Three years after her accident, Stephanie underwent a total hip replacement in 2020. That took away another layer of pain.
"My walking is better, my functioning is better. My mobility and flexibility have increased tremendously. Because of the surgeries and how severe the injuries were, my bones begin to go lose the cartilage and so after two or three years, it was really just bone on bone from the trauma of the accident and the surgeries and so forth. So, it was the best choice for my quality of life and to really close the chapter honestly," says a smiling Stephanie. She believes that surgery was symbolic of giving back balance in her life of everything she lost in that accident. "It was an opportunity to flip the page and talk to folks about my story and through the voice of a conqueror, through the voice of someone who was victorious, through the voice of someone who has exceeded every expectation that any doctor had about me walking again or driving a car again or being able to wear a bikini again because of scars," says Stephanie.
Her scars are deep, not only in her mind but on her skin from all the procedures she endured. She has also worked through the stress of the other driver at fault not having insurance, but she has learned now to just let it go.
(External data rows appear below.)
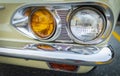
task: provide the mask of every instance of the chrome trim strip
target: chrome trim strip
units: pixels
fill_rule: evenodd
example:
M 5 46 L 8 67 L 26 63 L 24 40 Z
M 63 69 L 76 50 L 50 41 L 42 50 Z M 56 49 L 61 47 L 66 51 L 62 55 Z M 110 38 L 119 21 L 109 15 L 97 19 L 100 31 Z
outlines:
M 113 60 L 113 52 L 109 47 L 104 47 L 100 52 L 91 55 L 71 53 L 66 51 L 44 51 L 30 49 L 0 48 L 1 56 L 35 59 L 48 62 L 59 62 L 73 65 L 101 65 Z
M 0 5 L 0 10 L 5 9 L 5 6 Z
M 72 38 L 75 42 L 79 43 L 79 44 L 99 44 L 103 41 L 105 41 L 107 38 L 109 38 L 110 33 L 113 29 L 113 24 L 114 24 L 114 16 L 113 13 L 111 11 L 111 9 L 109 8 L 108 5 L 104 4 L 104 3 L 100 3 L 100 2 L 71 2 L 71 3 L 33 3 L 33 4 L 25 4 L 21 7 L 19 7 L 13 14 L 12 18 L 11 18 L 11 25 L 13 25 L 13 27 L 15 27 L 18 31 L 20 31 L 22 34 L 25 34 L 27 37 L 33 38 L 33 39 L 37 39 L 28 28 L 26 25 L 25 26 L 21 26 L 22 24 L 27 24 L 27 20 L 24 22 L 20 22 L 20 24 L 18 23 L 17 26 L 15 23 L 13 23 L 13 19 L 14 19 L 14 15 L 16 14 L 16 12 L 21 13 L 20 10 L 23 10 L 25 8 L 29 8 L 29 7 L 46 7 L 47 9 L 49 9 L 54 15 L 55 15 L 55 19 L 57 24 L 57 33 L 55 33 L 55 35 L 48 39 L 48 40 L 41 40 L 41 41 L 57 41 L 57 37 L 59 37 L 60 33 L 61 33 L 61 28 L 62 28 L 62 24 L 61 24 L 61 20 L 59 18 L 59 16 L 57 15 L 56 11 L 59 9 L 66 9 L 66 10 L 73 10 L 75 8 L 78 8 L 80 6 L 90 6 L 90 7 L 94 7 L 94 8 L 98 8 L 98 10 L 100 10 L 101 12 L 104 13 L 106 19 L 107 19 L 107 26 L 106 26 L 106 30 L 104 32 L 104 34 L 101 36 L 101 38 L 96 39 L 94 41 L 89 41 L 89 42 L 80 42 L 78 40 L 74 40 L 74 38 Z M 67 17 L 69 18 L 69 17 Z M 66 22 L 68 23 L 66 18 Z M 68 31 L 69 34 L 69 31 Z M 71 35 L 70 35 L 71 36 Z M 73 42 L 72 40 L 72 42 Z M 58 42 L 69 42 L 69 41 L 58 41 Z

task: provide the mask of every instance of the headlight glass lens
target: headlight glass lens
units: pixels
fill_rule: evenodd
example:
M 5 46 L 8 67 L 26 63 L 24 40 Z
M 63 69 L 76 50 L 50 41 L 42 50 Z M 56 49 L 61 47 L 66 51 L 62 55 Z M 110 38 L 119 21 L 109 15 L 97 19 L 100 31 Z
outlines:
M 37 9 L 31 15 L 31 29 L 41 39 L 50 38 L 55 32 L 53 15 L 47 9 Z
M 104 20 L 99 11 L 83 8 L 72 13 L 69 26 L 75 38 L 87 42 L 96 39 L 102 33 Z

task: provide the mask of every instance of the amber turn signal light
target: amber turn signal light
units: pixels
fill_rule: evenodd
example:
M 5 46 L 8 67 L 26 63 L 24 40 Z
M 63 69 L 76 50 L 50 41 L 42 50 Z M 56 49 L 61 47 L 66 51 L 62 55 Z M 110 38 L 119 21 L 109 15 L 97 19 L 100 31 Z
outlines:
M 33 11 L 30 21 L 33 33 L 41 39 L 48 39 L 55 32 L 54 17 L 51 12 L 45 8 Z
M 63 71 L 76 71 L 78 66 L 69 65 L 69 64 L 58 64 L 58 63 L 49 63 L 50 67 L 55 70 L 63 70 Z

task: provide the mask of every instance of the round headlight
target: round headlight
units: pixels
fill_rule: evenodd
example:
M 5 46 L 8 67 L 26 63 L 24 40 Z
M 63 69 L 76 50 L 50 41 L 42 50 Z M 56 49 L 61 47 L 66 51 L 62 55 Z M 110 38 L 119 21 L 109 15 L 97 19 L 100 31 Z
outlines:
M 53 15 L 47 9 L 36 9 L 30 18 L 33 33 L 40 39 L 50 38 L 56 28 Z
M 72 37 L 80 42 L 89 42 L 101 36 L 105 28 L 105 18 L 94 8 L 79 8 L 70 14 L 69 30 Z

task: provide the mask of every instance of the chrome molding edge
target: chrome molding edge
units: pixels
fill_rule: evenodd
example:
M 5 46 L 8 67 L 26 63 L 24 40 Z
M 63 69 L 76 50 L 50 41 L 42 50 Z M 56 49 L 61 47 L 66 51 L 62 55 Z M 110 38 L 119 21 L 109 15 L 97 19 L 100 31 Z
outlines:
M 50 39 L 48 40 L 41 40 L 41 39 L 38 39 L 36 38 L 32 33 L 31 33 L 31 30 L 29 30 L 29 28 L 27 27 L 27 25 L 25 26 L 22 26 L 23 24 L 26 24 L 28 23 L 28 18 L 24 18 L 23 21 L 20 20 L 18 22 L 14 22 L 13 19 L 14 19 L 14 15 L 16 14 L 16 12 L 19 12 L 21 13 L 20 10 L 23 10 L 25 8 L 28 8 L 28 7 L 46 7 L 49 11 L 51 11 L 51 13 L 53 14 L 53 16 L 55 17 L 55 20 L 57 22 L 57 29 L 56 29 L 56 33 L 54 34 L 53 37 L 51 37 Z M 60 33 L 61 33 L 61 28 L 62 28 L 62 24 L 61 24 L 61 20 L 60 20 L 60 17 L 58 16 L 58 14 L 56 13 L 57 10 L 59 9 L 67 9 L 69 10 L 70 12 L 68 13 L 68 16 L 66 17 L 66 22 L 69 23 L 69 16 L 70 16 L 70 13 L 78 8 L 78 7 L 83 7 L 83 6 L 89 6 L 89 7 L 92 7 L 92 8 L 95 8 L 97 10 L 99 10 L 100 12 L 102 12 L 106 18 L 106 28 L 104 30 L 104 33 L 102 34 L 102 36 L 100 36 L 99 38 L 96 38 L 95 40 L 92 40 L 92 41 L 88 41 L 88 42 L 82 42 L 82 41 L 79 41 L 77 39 L 75 39 L 70 33 L 69 33 L 69 28 L 66 27 L 67 29 L 67 33 L 68 35 L 70 36 L 70 38 L 72 39 L 72 41 L 75 41 L 76 43 L 79 43 L 79 44 L 86 44 L 86 45 L 89 45 L 89 44 L 99 44 L 103 41 L 105 41 L 107 38 L 109 38 L 110 36 L 110 33 L 112 32 L 112 29 L 113 29 L 113 24 L 114 24 L 114 16 L 113 16 L 113 12 L 111 11 L 111 9 L 109 8 L 109 6 L 107 6 L 106 4 L 104 3 L 100 3 L 100 2 L 73 2 L 73 3 L 49 3 L 49 4 L 27 4 L 27 5 L 23 5 L 23 6 L 20 6 L 13 14 L 12 18 L 11 18 L 11 25 L 13 27 L 15 27 L 18 31 L 20 31 L 22 34 L 26 35 L 27 37 L 30 37 L 30 38 L 33 38 L 33 39 L 37 39 L 37 40 L 41 40 L 41 41 L 57 41 L 57 37 L 59 37 Z M 69 24 L 68 24 L 69 25 Z M 27 28 L 25 28 L 27 27 Z M 64 40 L 62 40 L 64 42 Z
M 9 49 L 0 47 L 0 55 L 15 58 L 42 60 L 47 62 L 95 66 L 110 63 L 113 60 L 114 53 L 110 47 L 104 47 L 98 53 L 90 55 L 68 51 L 45 51 L 41 49 Z

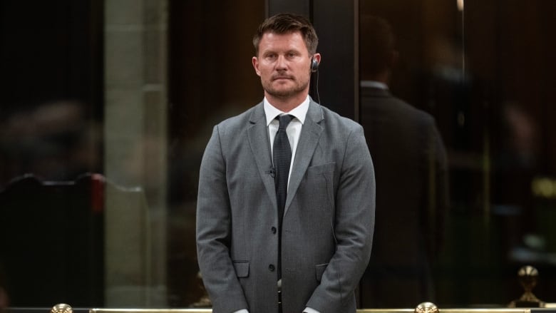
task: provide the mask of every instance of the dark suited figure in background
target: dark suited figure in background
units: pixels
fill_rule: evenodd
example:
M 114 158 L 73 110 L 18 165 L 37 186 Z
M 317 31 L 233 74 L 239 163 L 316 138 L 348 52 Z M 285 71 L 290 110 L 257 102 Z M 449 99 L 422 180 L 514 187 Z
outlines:
M 361 283 L 361 307 L 433 301 L 431 258 L 448 206 L 445 148 L 434 118 L 388 90 L 398 57 L 390 25 L 364 16 L 361 123 L 376 178 L 376 225 Z

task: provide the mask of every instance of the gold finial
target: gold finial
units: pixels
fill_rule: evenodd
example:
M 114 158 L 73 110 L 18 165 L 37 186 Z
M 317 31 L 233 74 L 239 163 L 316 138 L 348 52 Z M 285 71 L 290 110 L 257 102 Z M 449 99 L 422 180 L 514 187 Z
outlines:
M 434 303 L 423 302 L 415 308 L 415 313 L 438 313 L 438 308 Z
M 50 313 L 73 313 L 73 309 L 71 309 L 69 304 L 65 303 L 59 303 L 53 307 L 50 310 Z
M 536 268 L 525 265 L 518 271 L 518 279 L 525 292 L 519 299 L 510 302 L 510 307 L 543 307 L 545 302 L 540 301 L 532 293 L 532 289 L 537 285 L 539 272 Z

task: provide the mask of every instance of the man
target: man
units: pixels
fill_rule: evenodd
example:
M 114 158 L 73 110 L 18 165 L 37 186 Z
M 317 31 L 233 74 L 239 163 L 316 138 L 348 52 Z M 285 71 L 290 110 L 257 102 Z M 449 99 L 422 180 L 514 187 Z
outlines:
M 364 307 L 433 301 L 431 261 L 448 207 L 446 155 L 434 118 L 391 93 L 398 58 L 390 24 L 361 19 L 361 123 L 376 173 L 373 255 L 361 279 Z
M 215 313 L 356 312 L 374 168 L 362 128 L 309 96 L 317 43 L 302 16 L 264 21 L 252 58 L 263 101 L 216 125 L 205 151 L 197 257 Z

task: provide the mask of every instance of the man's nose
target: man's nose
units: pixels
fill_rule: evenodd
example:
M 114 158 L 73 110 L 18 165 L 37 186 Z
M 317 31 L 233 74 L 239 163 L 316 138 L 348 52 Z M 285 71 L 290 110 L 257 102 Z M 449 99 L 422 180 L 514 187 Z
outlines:
M 278 56 L 278 58 L 276 60 L 276 68 L 284 69 L 287 67 L 286 57 L 284 56 Z

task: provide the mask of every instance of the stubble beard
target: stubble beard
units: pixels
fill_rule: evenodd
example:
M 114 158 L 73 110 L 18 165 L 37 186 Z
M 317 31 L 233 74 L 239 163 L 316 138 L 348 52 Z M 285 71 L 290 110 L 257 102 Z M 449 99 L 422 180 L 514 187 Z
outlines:
M 284 99 L 302 93 L 309 86 L 309 80 L 304 82 L 299 82 L 299 81 L 294 81 L 294 82 L 296 83 L 291 88 L 280 88 L 274 87 L 272 81 L 266 81 L 263 82 L 262 88 L 269 96 Z

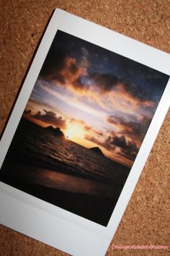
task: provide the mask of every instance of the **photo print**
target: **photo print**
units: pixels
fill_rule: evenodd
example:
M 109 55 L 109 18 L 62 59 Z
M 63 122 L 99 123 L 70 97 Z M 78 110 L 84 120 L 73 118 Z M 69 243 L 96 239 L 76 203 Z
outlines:
M 107 226 L 169 78 L 58 30 L 0 181 Z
"It was poisoning me. It was really impeding on my physical progression and my mental progression after all the other traumatic things I've had to experience. Tragedy doesn't have to make you change everything about you. It shifts your perspective, but it really gives you an opportunity to forge a new path for yourself a growth of self-awareness and just total healing," explains Stephanie.
Now she works hard to not only think positively about her situation, but to share encouraging words to others going through a hard time.
"Have faith in yourself. Really speak positivity, healing, growth and development over whatever situation you're going through and act in what you seek the outcome to be," states Stephanie.